How do you look the same? she said. Her breath smelt like mouthwash.

I ran out of the house and she cried, William, William, William.

I grabbed my bike and my brother’s bike from the garage and went back to Billy’s. Billy climbed out of his window when he saw me. Scabs covered his body like scales and blood and skin and hair were crusted under his nails.

I want to go to the bog, I told Billy.

We rode our bicycles past rows of identical houses. The air thickened with the scent before a thunderstorm even though the sweltering sun burned afterimages into our eyes. The smell reminded me of rainy nights spent curled up in bed as I counted down the seconds between the cracks of thunder and lightning. One, two, three….

As we biked farther and farther away from the suburbs, the smell dissipated into the stench of roadkill knocked into the sewer, rotting under the lines of sun that seeped through the grate.

We headed down the hill, past the trailer park, and onto a trail overgrown with dry weeds and vegetation. Branches scratched and snagged our clothes and heat bugs crawled under our shirts, under our skin.

We passed through a dense forest of naked pines, and when we emerged, the bog spread before us, a stretch of dark water enveloped by clumps of decaying vegetation and chartreuse moss. The skeletons of dead pines and dry shrubs jutted out from the carpets of growth, their desiccated roots gnarled and twisted around the sturdy clumps. We walked our bikes along the boardwalk, shielding our eyes from the setting sun.

The bog was the lowest I had ever seen it. The last time the bog was so low, a rumor spread that some kids from school found a man’s mummified body submerged in it, all brown and boney, hair mangled into a copper clot. The airlessness, the acidity of the bog preserved him so perfectly that you could see his strong nose, his thin lips. The bog man was like a bronze sculpture in a museum. All he needed was a glass case.
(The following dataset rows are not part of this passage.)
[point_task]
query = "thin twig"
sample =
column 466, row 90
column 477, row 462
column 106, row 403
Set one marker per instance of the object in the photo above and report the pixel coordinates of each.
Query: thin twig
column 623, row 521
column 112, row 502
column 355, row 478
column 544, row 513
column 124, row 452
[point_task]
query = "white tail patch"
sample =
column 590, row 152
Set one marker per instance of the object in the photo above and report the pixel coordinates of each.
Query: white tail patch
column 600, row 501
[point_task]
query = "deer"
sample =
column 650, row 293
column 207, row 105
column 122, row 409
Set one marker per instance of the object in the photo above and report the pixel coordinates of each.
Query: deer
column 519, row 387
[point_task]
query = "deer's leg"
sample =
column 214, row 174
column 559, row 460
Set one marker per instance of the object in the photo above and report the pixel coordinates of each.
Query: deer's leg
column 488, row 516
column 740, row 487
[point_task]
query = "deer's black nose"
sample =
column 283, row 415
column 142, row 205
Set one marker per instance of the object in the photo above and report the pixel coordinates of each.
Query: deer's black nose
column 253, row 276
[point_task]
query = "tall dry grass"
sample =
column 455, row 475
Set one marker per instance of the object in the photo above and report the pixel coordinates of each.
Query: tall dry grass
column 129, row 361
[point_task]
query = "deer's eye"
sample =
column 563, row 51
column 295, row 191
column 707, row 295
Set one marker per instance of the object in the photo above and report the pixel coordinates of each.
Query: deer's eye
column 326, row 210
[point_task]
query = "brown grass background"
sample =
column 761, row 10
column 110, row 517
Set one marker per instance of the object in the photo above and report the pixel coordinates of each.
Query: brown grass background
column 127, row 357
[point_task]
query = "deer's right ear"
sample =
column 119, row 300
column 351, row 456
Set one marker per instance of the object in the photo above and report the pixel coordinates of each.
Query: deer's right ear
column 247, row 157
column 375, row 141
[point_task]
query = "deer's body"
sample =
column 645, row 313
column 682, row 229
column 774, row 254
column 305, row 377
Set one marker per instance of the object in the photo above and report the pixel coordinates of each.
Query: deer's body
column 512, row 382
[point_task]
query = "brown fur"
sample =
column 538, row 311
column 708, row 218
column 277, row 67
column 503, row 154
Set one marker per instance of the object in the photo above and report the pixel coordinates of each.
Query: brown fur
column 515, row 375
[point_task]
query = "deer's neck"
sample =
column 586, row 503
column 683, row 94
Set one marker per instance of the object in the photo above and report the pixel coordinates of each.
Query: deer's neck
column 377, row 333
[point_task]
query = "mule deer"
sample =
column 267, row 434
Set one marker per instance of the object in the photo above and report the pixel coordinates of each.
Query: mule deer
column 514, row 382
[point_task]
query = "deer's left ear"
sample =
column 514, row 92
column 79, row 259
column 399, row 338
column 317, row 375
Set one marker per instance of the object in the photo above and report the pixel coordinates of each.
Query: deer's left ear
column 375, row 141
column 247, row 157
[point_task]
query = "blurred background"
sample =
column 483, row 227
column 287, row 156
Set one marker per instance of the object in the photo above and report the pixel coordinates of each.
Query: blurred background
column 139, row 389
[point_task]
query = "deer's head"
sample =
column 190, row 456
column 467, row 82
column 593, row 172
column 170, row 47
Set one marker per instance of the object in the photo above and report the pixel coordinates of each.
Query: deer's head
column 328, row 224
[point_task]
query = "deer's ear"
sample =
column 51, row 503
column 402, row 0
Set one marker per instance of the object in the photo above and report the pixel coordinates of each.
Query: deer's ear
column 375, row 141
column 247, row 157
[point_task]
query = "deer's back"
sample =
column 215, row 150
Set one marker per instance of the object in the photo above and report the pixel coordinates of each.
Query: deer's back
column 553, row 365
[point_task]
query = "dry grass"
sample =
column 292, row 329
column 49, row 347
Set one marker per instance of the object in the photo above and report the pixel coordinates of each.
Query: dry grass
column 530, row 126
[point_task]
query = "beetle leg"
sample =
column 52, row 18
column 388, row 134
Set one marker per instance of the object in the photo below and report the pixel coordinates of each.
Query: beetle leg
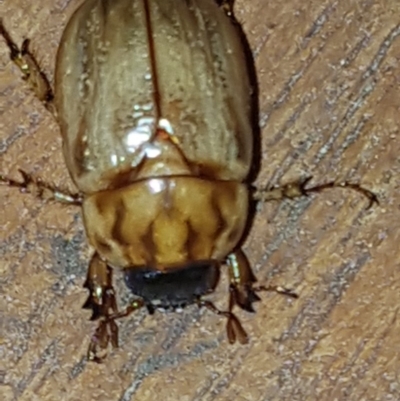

Touch it, Billy said, gesturing at the bog. His hands were so mangled with thick white scars that they looked like stumps.

The dark thing walloped against my chest like an animal thrashing against the bars of a cage. I knelt at the edge of the boardwalk and splashed my hand in the water, tinging it red. My reflection flickered back at me. Something pushed me—I can’t say what—and I fell in. The thick, miry water flooded into my mouth, my lungs, and roots and vegetation wrapped around my limbs. I was suspended in the bog like an ant trapped in resin. It clogged my ears and all I could hear was the thump of my heart in my ears, sputtering like static. I’m here, I’m right here. One, two, three…, one, two, three…, over and over again until everything was still.